Sometimes you see a movie and the only reaction you can really have is, "Hunh. So, that's what they came up with? They had money, and a good cast, and an interesting story, and they came up with...that?" And then you scratch your head, and you never think about the movie again.
I knew was going to be rocky from the its opening scene, in which Gary Oldman gives a presentation to a black tie NASA gathering. He reads from a sheet of paper (!) about the colonization of Mars on a settlement called East Texas (!!). NASA astronauts are trotted onto stage, but kept inside a plastic box (!!!). The doors to the hanger this ridiculous event is happening in open, and their rocket ship is right outside (!!!!). The guests then run out in their gowns and tuxedos to get an up-close and personal look at the ship's launch (!!!!!).
In the next scene, as the ship makes its way to Mars, we learn lead astronaut Sarah Elliot (Janet Montgomery) is pregnant. This turns out to be a major problem because the script requires it be.
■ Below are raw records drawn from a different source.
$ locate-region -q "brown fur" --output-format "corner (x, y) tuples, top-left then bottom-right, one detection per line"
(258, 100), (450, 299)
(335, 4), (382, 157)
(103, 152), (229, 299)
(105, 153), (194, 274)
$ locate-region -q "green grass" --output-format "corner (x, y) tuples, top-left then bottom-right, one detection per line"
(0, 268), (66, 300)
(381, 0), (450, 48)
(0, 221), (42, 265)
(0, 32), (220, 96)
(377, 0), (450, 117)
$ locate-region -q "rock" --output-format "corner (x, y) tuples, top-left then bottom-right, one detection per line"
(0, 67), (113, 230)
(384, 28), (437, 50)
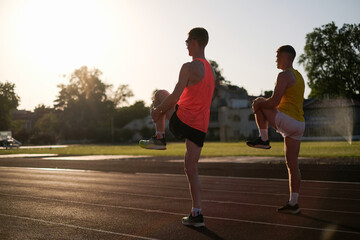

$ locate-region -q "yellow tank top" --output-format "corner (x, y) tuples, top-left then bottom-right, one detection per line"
(277, 68), (305, 122)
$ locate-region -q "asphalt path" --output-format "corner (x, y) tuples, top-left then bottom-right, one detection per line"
(0, 157), (360, 240)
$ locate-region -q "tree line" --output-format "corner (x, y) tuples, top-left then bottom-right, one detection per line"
(0, 22), (360, 144)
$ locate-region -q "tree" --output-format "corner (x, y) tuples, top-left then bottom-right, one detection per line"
(209, 60), (230, 85)
(0, 82), (20, 131)
(299, 22), (360, 100)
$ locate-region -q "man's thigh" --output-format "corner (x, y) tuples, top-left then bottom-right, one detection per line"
(153, 90), (175, 120)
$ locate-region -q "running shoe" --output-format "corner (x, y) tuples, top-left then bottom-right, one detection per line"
(246, 137), (271, 149)
(277, 202), (300, 214)
(139, 136), (166, 150)
(182, 213), (205, 227)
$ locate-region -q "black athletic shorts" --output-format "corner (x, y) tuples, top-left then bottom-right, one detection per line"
(169, 105), (206, 147)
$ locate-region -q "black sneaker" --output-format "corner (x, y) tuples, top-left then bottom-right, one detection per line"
(277, 202), (300, 214)
(246, 137), (271, 149)
(139, 136), (166, 150)
(182, 213), (205, 227)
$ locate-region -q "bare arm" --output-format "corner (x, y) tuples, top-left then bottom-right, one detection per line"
(253, 72), (291, 112)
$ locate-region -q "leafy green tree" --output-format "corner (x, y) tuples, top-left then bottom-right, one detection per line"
(299, 22), (360, 100)
(0, 82), (20, 131)
(111, 84), (134, 107)
(209, 60), (230, 85)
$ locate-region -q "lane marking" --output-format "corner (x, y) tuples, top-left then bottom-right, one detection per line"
(0, 184), (360, 215)
(0, 213), (158, 240)
(0, 167), (360, 195)
(0, 177), (360, 201)
(0, 193), (360, 235)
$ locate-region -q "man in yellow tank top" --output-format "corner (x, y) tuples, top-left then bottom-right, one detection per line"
(247, 45), (305, 214)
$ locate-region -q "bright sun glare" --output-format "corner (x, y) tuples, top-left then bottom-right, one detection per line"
(17, 0), (109, 70)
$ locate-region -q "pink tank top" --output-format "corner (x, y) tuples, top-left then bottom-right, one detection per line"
(177, 58), (215, 133)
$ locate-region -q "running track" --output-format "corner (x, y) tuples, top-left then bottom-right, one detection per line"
(0, 167), (360, 240)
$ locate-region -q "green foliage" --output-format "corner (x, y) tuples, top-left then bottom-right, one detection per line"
(0, 142), (360, 158)
(264, 90), (274, 98)
(114, 101), (150, 128)
(299, 22), (360, 100)
(55, 66), (115, 140)
(0, 82), (20, 131)
(30, 112), (60, 144)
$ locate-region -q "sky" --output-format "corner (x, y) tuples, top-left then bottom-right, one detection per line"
(0, 0), (360, 110)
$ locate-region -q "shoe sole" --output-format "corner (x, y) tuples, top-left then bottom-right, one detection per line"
(182, 222), (205, 227)
(246, 143), (271, 149)
(139, 144), (166, 150)
(277, 208), (301, 215)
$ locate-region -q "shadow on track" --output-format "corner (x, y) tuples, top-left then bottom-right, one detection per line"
(187, 226), (224, 240)
(296, 213), (360, 232)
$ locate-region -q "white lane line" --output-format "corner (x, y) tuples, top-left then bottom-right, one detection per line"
(0, 213), (158, 240)
(0, 167), (360, 185)
(0, 177), (360, 201)
(0, 167), (360, 194)
(0, 193), (360, 235)
(135, 173), (360, 185)
(0, 184), (360, 215)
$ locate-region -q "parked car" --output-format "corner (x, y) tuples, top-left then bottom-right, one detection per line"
(0, 136), (22, 149)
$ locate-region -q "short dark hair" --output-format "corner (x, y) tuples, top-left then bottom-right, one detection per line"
(276, 45), (296, 60)
(188, 27), (209, 48)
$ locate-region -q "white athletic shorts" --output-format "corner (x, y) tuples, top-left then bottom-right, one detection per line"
(275, 110), (305, 140)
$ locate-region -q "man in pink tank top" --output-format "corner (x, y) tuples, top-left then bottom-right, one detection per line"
(139, 28), (215, 227)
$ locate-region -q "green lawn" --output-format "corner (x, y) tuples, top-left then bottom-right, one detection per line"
(0, 142), (360, 158)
No, they can't just turn the mission around and let her have the baby on earth, are you crazy?! And no, they can't let the world know she's pregnant, are you insane?! And no, of course abortion isn't an option, are you nuts?! It takes place in 2018! It's Trump's America!
So, 15 minutes in, Sarah gives birth to a healthy boy then promptly dies, and NASA vows to keep the existence of her child a secret from the world.
Cut to SIXTEEN YEARS LATER, and that boy has grown up to be Gardner Elliot (Asa Butterfield), a nerdy and sullen teenager on Mars. He spends his days on a laptop with a transparent screen (why do movies think in the future we'll all want screens that are harder to read than they already are?), hacking into various security systems so he can do normal teenager things like stealing dune buggies to go joy riding.
Gardner (I have no idea why he's named Gardner, but can only hope it's some kind of reference to Being There) wants to go to Earth for many reasons, the main one being that he's in love with a girl named Tulsa (Britt Robertson). They met in some kind of chat room (I guess chat rooms make a comeback in 2034?), though she thinks he's just a teenager with a weird disease that keeps him homebound in a Park Avenue apartment. (That he somehow knows what Park Avenue is but doesn't know what a horse looks like is just one of many, many mysteries the movie never bothers to address.)
Gardner's entrapment on Mars has something to do with his bones, his blood, and his heart all being incompatible with Earth's atmosphere and gravity. Until, suddenly, the crew figures out how to cover his bones with mesh or...something (they're never very clear about it, but the x-rays look cool), and Gardner can finally go on a mission to Earth...where he promptly escapes his quarantine because ain't nobody got time for that!
And if all that wasn't preposterous enough, the remainder of the movie involves Gardner and Tulsa on the run from NASA, as they search for Gardner's long lost father, so he can....say hi? Not really sure. But it all must happen before he drops dead; apparently bone mesh isn't the miracle cure they thought it would be.
Part of me has some fondness for the ultimately very stupid The Space Between Us, mainly because it reminded me just a little bit of some 1980's sci-fi favorites like The Last Starfighter and especially Starman. Asa Butterfield has some funny moments as a Martian embracing Earth life, and a better director might have tried to play up the comedy more. But Peter Chelsom, whose previous credits include Shall We Dance?, Serendipity, and Hannah Montana: The Movie keeps the movie firmly grounded in maudlin mediocrity.